Another new friend, Cns, has an obsession with nutrition. Pusd posts several newsworthy topics a month about the menu offerings at Pleasanton Schools.
In addition to innocent Facebook aliases, however, is a growing population of anonymous participants in the comments section of Patch or Pleasanton Weekly.
On Pleasanton Patch, for example, we have the philosophical Lin, the intellectually sarcastic Gem, and the cleverly named Californicus.
There are also Sue, Rich, Evie, Tim, Jill, Roland, TMAX and many others without surnames.
Although comments sections and message boards are more entertaining when participants feel free to comment without fear of retribution, I can’t imagine wanting to hide a valid argument behind an alias.
Perhaps online conversations would be less spirited if identity were required. I agree; this would take half the fun out of the hobby of reading message boards.

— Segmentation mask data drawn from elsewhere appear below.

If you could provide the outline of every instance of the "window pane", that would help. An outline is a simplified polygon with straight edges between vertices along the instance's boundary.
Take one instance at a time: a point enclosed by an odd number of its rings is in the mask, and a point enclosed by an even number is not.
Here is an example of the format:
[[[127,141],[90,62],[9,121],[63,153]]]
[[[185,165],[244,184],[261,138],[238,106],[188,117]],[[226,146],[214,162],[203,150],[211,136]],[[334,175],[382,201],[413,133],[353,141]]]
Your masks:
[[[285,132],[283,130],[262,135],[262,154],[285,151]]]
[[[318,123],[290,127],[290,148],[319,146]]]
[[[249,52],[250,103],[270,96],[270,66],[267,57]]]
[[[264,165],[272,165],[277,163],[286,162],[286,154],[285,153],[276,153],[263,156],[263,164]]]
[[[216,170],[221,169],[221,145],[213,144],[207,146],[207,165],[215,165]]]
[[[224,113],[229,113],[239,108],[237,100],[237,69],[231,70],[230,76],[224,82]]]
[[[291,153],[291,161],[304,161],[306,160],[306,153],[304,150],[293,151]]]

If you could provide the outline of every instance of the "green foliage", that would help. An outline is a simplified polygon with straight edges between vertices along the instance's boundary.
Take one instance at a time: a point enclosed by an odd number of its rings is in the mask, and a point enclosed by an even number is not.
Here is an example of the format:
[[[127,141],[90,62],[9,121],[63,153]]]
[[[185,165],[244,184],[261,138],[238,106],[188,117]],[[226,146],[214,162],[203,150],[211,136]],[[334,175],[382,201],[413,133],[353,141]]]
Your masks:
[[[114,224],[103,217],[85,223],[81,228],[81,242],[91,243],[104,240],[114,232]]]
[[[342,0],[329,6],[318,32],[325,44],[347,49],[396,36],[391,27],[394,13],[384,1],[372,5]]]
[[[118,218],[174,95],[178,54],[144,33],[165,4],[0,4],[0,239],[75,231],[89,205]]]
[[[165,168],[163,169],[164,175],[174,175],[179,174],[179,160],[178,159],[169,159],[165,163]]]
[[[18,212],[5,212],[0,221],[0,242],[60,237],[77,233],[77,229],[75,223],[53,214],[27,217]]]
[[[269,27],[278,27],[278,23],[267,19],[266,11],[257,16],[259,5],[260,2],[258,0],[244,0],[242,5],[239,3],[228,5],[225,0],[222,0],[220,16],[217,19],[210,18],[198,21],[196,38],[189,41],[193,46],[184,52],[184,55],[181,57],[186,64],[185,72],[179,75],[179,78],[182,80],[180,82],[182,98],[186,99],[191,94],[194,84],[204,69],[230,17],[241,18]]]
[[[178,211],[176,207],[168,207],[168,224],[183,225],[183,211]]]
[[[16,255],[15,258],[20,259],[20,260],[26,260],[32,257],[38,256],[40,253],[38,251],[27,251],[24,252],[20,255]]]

But if I had to use an alias, the argument wouldn’t be worth making.
Perhaps some participants feel that aliases can protect them from online identity theft.
It's a safer bet, however, that people with well-phrased anonymous opinions are more likely to be victims of intellectual property theft than identity theft. If a writer backs up a comment with a verifiable identity, he or she owns that comment.
If I have an opinion to state or a fact to relate, I’ll stand behind it with my real name and take any verbal lashings that come my way.
To that end, on a particularly contentious article recently, I deleted one of my own comments when an anonymous poster attacked me for it. The hilarious result was that the angry, anonymous commenter appeared to be arguing with herself.
As someone who’s been writing opinion columns in newspapers and online for eight years, I’m too busy to get into shouting matches with people who aren’t willing to identify themselves or display simple decorum.
Finally, if you ever meet my new pals, Nypizzapasta and Miracleautopaintandbodyrepair, please tell that that before they lose their social media presence, they need to create a Facebook “page” for their businesseses, attached to a legitimate user with a verifiable identity.
If they need recommendations on Pleasanton-based professionals who can help them with this and their other PR needs, I know a few independent business owners in town who provide excellent professional communication services at fair prices.